News Roundup: Early Voting Will Resume At Texas State University

Our daily look at Texas headlines.

By Becky FogelOctober 29, 2018 1:24 pm

The Standard’s news roundup gives you a quick hit of interesting, sometimes irreverent, and breaking news stories from all over the state.

Central Texas officials have agreed to reopen an early voting site on a San Marcos college campus after voting rights advocates threatened a lawsuit.

As Texas Public Radio reported, Hays County Commissioners voted Friday to reopen the polling site at Texas State University. It was operating during the first three days of the early voting period, which began last Monday, Oct. 22.

After the polling location closed down as planned last Wednesday, the Texas Civil Rights Project sent a demand letter Thursday to Hays County Commissioners on behalf of MOVE Texas and the League of Women Voters. MOVE Texas Executive Director Drew Galloway says they were surprised the commissioners agreed to their requests.

“Not only did we get the early voting site extension that we asked for at Texas State, they also added two other polling places for early voting in the county, and they also added an Election Day polling place at Texas State as well,” Galloway says.

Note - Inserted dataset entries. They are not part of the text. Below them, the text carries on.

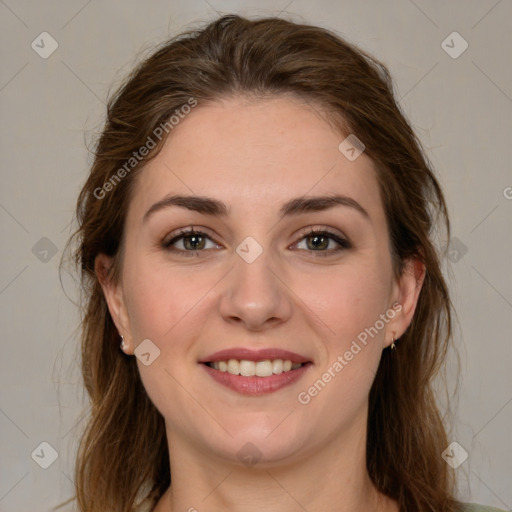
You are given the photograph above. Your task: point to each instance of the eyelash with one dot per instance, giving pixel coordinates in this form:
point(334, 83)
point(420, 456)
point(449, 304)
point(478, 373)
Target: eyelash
point(342, 242)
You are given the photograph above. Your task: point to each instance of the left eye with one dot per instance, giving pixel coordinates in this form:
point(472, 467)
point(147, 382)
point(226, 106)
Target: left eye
point(319, 241)
point(190, 241)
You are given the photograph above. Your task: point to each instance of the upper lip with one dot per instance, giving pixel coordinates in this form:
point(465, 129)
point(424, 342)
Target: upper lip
point(254, 355)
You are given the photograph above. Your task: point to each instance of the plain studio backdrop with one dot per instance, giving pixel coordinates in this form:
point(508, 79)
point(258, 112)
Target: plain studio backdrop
point(451, 65)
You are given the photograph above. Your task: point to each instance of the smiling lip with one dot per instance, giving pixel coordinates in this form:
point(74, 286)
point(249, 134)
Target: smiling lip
point(254, 355)
point(256, 385)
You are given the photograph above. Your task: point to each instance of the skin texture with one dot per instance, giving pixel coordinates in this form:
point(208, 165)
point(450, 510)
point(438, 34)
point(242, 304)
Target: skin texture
point(254, 155)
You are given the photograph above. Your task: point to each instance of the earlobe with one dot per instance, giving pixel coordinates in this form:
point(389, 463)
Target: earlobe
point(114, 297)
point(409, 285)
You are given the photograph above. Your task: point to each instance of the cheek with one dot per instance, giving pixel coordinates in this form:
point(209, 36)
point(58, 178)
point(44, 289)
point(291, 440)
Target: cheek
point(161, 299)
point(348, 300)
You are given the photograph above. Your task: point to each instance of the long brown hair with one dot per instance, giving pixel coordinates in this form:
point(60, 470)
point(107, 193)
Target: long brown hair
point(123, 451)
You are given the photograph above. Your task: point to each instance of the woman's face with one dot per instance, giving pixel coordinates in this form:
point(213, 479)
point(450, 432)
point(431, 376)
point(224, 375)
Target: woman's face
point(253, 278)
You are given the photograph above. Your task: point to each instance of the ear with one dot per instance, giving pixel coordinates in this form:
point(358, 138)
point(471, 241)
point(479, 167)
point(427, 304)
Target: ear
point(404, 297)
point(113, 293)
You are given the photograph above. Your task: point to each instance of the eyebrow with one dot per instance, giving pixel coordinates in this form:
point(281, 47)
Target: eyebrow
point(214, 207)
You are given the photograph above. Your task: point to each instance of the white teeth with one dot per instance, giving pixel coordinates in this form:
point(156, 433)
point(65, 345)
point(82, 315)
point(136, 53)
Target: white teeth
point(264, 368)
point(247, 368)
point(233, 367)
point(277, 366)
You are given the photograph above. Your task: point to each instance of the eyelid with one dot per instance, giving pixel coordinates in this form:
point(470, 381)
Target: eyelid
point(342, 240)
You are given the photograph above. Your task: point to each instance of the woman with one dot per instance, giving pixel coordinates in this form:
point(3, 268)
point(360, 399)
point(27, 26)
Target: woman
point(256, 232)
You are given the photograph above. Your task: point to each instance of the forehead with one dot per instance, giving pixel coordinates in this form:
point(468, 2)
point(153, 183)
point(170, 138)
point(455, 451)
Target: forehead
point(254, 153)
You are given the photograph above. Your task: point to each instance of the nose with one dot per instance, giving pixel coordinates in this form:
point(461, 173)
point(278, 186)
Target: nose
point(255, 295)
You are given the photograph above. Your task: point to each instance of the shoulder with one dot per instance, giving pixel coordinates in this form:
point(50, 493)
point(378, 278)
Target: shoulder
point(473, 507)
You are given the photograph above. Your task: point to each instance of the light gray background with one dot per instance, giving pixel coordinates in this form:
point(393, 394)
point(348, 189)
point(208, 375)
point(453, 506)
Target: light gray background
point(461, 109)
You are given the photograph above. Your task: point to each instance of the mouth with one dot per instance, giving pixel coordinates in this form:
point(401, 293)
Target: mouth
point(255, 372)
point(246, 368)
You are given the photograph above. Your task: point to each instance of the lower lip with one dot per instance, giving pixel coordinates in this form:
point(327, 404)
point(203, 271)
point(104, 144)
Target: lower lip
point(256, 385)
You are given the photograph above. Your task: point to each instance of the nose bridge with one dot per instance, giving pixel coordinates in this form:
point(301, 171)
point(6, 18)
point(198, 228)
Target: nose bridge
point(254, 294)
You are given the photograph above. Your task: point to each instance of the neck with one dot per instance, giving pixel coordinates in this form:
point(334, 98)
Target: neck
point(334, 473)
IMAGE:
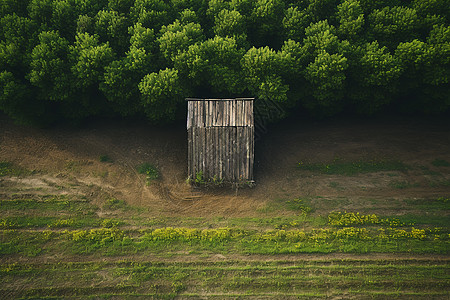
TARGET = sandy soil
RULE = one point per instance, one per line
(66, 161)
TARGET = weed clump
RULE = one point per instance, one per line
(149, 170)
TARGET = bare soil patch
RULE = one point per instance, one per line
(67, 161)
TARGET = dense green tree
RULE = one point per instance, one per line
(177, 37)
(113, 28)
(151, 13)
(263, 70)
(351, 19)
(295, 22)
(374, 77)
(122, 77)
(214, 63)
(266, 23)
(392, 25)
(50, 67)
(76, 58)
(161, 94)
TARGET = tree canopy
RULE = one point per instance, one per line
(77, 58)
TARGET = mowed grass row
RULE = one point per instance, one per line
(70, 229)
(229, 279)
(60, 226)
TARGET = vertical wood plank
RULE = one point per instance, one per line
(220, 152)
(244, 113)
(252, 149)
(207, 118)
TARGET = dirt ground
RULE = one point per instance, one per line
(67, 161)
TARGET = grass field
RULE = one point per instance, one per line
(338, 212)
(58, 246)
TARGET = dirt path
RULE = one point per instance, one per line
(65, 160)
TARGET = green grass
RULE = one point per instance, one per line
(105, 158)
(127, 254)
(339, 167)
(149, 170)
(440, 163)
(230, 279)
(9, 169)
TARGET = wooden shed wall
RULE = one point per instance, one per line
(221, 138)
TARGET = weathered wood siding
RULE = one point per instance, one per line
(221, 138)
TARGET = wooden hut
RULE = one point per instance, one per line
(221, 139)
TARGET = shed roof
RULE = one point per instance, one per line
(236, 112)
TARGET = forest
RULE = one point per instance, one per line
(74, 59)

The polling location on campus will reopen this Thursday, Nov. 1, due to a five-day notice requirement. In the meantime, a shuttle is being provided for students to vote at other sites in the county.

Throughout Texas, early voting runs through Friday, Nov. 2, and Election Day is Tuesday, Nov. 6.

The family of a 26-year-old black man who was shot and killed in his own apartment by a white, former Dallas police officer has filed a federal lawsuit.

The lawsuit filed Friday says Amber Guyger used excessive force when she gunned down Botham Jean, a St. Lucia native, in early September. Guyger had said she mistook his apartment for her own and thought she’d encountered an intruder. That’s a claim attorneys for Jean’s family have disputed.

Guyger and the city of Dallas are named as defendants in the suit. The lawsuit contends the Dallas Police department did not adequately train Guyger, who had ended her shift prior to the shooting.

Attorney Lee Merritt represents the Jean family. He spoke with KERA last week before the lawsuit was filed, and says Jean’s family wants to see systemic change.

“And so, to see his life cut so short, the family is thinking that much, much more should come from this than a settlement some day, or some sort of financial compensation. And what something more looks like: policy changes in the way officers are trained, not only in the city of Dallas but throughout the country,” Merritt said.

Attorneys for the city of Dallas and Guyger have declined to comment on the lawsuit.

San Antonio Spurs head coach Gregg Popovich reached a career milestone this past weekend. It came after DeMar DeRozan nearly achieved a triple-double, and helped the Spurs beat the Los Angeles Lakers Saturday.

With the Spurs’ 110-106 win over L.A., Popovich became the first NBA coach ever to reach 1,200 regular-season career wins with a single team.

The only other coach with a similar achievement is former Utah Jazz head coach Jerry Sloan. Sloan has a combined 1,223 regular-season and playoff victories during 23 seasons with the Jazz. Both Popovich and Sloan rank among the NBA coaches with the most coaching victories ever.